Yes but how can a person know to accept that model without first learning the model?
1. By being aware of it (considering the enormous hoopla that it generates in the media and politics), and
2. By referencing to professional authority.
Hypothetically speaking, when a doctor tells me that I might be at risk of prostate cancer due to X/Y conditions, I do not need to know the exact model by which prostate cells can become carcinogenic due to X/Y factors. I rely on the doctor's authority on the subject.
My grandma back in my country of origin (a very poor third world country) never finished elementary school. She is a very simple person, but she is aware of things like evolution and the Big Bang Theory (there are shows and news about these topics going on for decades on TV and radio, even in Third World countries).
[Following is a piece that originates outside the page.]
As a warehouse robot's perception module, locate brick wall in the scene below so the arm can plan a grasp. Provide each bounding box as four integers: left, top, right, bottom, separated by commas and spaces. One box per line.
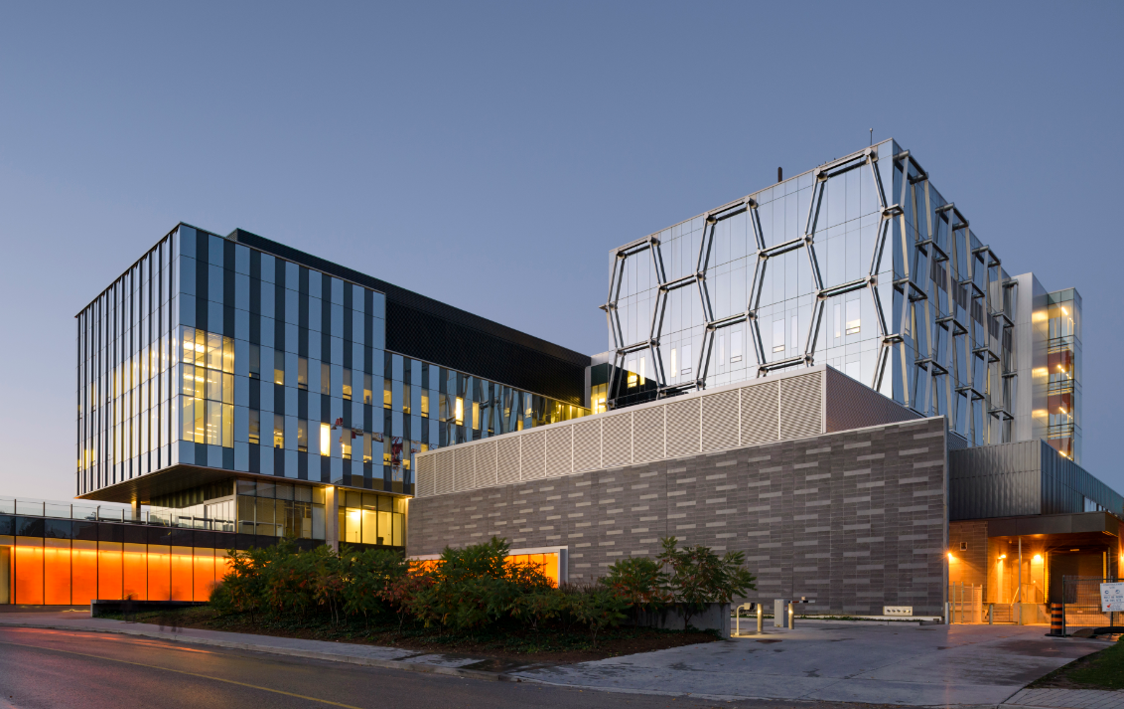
408, 416, 949, 616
So, 1) she is aware of them.
And 2) though she does not understand the principles, she has always said that one should listen to the people who know more about a topic, be it science or milking cows.
That such thinking is not common place in a 1st world country like the US, that is something I find troubling and disturbing.
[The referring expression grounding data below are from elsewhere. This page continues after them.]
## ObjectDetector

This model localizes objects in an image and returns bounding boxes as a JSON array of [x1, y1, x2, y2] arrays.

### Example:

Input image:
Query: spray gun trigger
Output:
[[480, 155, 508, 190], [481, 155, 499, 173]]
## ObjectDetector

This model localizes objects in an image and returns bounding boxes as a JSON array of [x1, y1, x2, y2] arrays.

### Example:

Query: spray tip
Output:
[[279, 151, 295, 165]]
So why poll the general public about this question when most the general public really only knows what they were told to recite in school or what they saw on Nova?
Hmmm, to gauge if people actually pay attention what they recite in school or in Nova (as opposed to what type of panties Kim Kardashian wore on her gazillion-dollar wedding. It is not rocket science you know.
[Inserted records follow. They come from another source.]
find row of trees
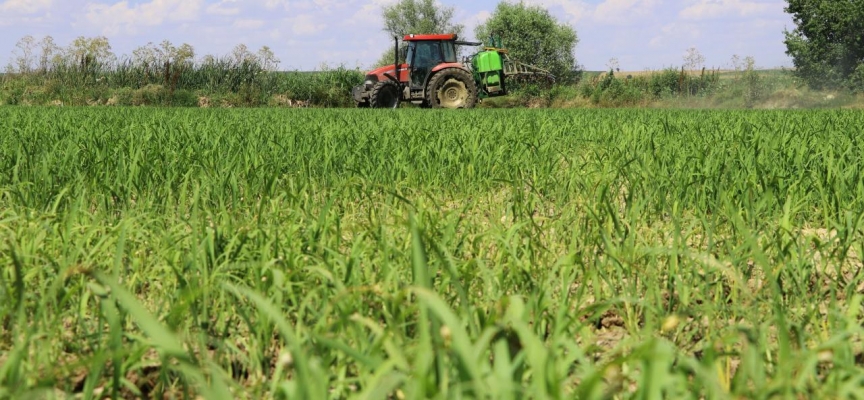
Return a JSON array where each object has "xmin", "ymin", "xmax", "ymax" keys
[
  {"xmin": 7, "ymin": 36, "xmax": 114, "ymax": 73},
  {"xmin": 5, "ymin": 36, "xmax": 282, "ymax": 74}
]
"Acceptance of science" partially means do you trust what the popular theories are as presented in the media without actually doing the math or analyzing the data yourself
If you (the generic "you") cannot do the math yourself (I mean, can you do the math - the whole math - behind the Big Bang Model?), and if the popular theories are "popular" in the sense that they are presented by the bulk of the scientific community and/or typically reputable educational shows like Nova, Discovery, Frontline or Scientific America (and not "popular" as in "It is not in the Bible, I heard it on the 700 Club" or "I saw it on A&E or in 'Nazis vs Zombie Aliens' on H2), then the answer is
, and it partially means have you heard of this topic before so that you even know what scientists tend to think about it.
Well, it does work with smoking. Scientists overwhelmingly think (and have shown) that smoking causes cancer.
So then, why it is not acceptable to rely on experienced opinion for vaccination, evolution and cosmological models of the universe?
The people who refuse to see this are typically motivated by unsubstantiated fear (vaccination will give you the cooties, mercury and autism!!!) or religious dogma (it's not in the Bible!!!!).